歩く音に合わせて真後ろからヒタヒタと足音が私に着いて来る。
『シイイイイィィィィィィィ……』
肩が震え、歯が鳴り始める。
ぬるりとした風が体に当たり、首や手を何かに触られる。
ジワリと涙が浮かぶ。嫌だ、早く、早く兄さんの所に行かなくちゃ。
襟や裾、手が弱い力で後ろに引っ張られる。
「に、にい、さん……たすけて……。」
触られてない方の手を前に伸ばす。
「よく頑張った、後は任せろ。」
兄さんの手が私の手を掴んで思い切り引っ張ってくれた。もう、何かに掴まれた感覚は消えていた。
「さてと、よくも俺の妹に手を出してくれたな。」
紗夜を抱き締めながら紗夜の後ろにいた霊に目を向ける。
身長は天井スレスレで、丸い目と広く弧を描いた口だけしか見えない、真っ黒な体はガリガリにやせ細って骨だけに見える。
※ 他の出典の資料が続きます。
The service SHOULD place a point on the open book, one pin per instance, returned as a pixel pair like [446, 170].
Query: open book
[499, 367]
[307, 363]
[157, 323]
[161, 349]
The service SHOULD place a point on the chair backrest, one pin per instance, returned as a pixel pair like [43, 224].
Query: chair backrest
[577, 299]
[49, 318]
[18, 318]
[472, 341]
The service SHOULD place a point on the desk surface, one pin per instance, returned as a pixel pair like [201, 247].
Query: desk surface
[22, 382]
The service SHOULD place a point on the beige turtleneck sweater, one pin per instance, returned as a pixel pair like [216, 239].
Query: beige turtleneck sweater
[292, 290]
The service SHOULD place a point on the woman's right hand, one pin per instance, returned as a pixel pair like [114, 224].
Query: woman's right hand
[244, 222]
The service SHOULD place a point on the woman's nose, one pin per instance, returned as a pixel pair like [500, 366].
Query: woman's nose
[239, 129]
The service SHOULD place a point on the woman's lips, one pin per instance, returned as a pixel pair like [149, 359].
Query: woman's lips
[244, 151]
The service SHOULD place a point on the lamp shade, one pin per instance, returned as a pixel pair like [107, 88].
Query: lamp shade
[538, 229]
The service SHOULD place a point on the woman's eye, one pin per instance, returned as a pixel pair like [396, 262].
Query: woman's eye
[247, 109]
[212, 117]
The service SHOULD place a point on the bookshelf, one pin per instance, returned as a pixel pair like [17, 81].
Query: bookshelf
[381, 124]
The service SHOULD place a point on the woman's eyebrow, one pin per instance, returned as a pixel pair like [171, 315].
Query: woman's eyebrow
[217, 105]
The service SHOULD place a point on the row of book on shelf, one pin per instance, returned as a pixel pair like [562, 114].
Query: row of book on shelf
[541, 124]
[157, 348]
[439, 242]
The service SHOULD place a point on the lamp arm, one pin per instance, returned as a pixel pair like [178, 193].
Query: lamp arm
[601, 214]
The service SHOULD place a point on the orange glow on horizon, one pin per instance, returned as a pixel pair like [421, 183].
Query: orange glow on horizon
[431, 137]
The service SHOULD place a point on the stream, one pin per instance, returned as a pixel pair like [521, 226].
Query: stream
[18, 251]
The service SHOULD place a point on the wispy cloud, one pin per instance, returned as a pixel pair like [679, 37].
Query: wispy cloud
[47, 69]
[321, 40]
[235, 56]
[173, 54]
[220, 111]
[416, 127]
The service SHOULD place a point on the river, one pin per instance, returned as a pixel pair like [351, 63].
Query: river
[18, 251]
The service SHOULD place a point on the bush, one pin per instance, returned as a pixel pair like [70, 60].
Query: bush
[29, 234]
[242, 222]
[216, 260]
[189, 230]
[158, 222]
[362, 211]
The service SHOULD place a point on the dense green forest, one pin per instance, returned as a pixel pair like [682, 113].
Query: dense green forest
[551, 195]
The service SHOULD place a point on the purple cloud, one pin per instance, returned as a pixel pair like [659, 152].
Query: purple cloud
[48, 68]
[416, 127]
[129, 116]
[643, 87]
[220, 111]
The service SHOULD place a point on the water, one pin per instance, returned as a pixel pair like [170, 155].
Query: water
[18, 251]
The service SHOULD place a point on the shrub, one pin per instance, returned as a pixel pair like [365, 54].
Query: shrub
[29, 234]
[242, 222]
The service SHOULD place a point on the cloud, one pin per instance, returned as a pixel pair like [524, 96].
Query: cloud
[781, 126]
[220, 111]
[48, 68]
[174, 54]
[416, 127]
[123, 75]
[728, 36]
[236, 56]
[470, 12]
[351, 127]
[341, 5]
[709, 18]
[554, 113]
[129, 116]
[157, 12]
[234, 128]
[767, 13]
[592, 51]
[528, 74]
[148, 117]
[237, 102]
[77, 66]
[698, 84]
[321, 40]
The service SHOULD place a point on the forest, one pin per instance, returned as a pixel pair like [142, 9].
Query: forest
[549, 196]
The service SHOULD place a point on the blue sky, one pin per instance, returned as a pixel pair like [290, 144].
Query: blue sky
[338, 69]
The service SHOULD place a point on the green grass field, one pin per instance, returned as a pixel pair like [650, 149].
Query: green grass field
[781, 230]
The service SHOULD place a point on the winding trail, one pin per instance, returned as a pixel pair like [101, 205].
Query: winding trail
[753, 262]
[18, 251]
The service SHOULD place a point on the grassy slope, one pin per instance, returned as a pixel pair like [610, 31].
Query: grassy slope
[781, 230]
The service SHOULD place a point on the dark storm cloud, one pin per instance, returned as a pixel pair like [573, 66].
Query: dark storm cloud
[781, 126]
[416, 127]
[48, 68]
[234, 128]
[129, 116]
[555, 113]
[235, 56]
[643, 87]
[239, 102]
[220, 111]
「お前、俺が来なかったら間違いなく紗夜を食ってたな?」
腕の中で紗夜が震えるのを手を背中に当てて落ち着かせる。言葉を選んでられないから、許してくれ。
「聞いたけど、前にも食った事あるんだってな。人の味でも覚えたか?」
俺の言葉に反応もなく、霊がじっと紗夜を見つめる。
「おい、その目で紗夜を見るな。」
霊が俺を見る。すると、メールの着信音が鳴る、誰だこんな時に。
開くとこの霊の詳細な情報が協会から送られて来た。
「……なるほどなるほど、お前、元々はこの地に憑いた守護霊か。それが何があったかは分からないけど、人を襲うまでになったのか。」
信仰心?いや違う。人の認知?これも多分違うだろう。
「……お前の祠か、基点となっている所に案内しろ。出来るな?」
そう言うと霊は一度頷くと背を向けて歩き出した。
「紗夜、ここから出たら今日はもう帰りなさい。」
「嫌っ……!」
震えが酷い。ううん、これで一人で帰すのは酷か。
「分かった。じゃあお兄ちゃんの近くを離れるなよ?」
紗夜は素直に頷いた。
よし、行くか。
「ここか……。」
到着してみるとさっき弁当を食べた近くに祠があるみたいだ。
祠があるであろう場所には草木や蔦が巻き付いており、まずはそれを退ける所から始めなければならない。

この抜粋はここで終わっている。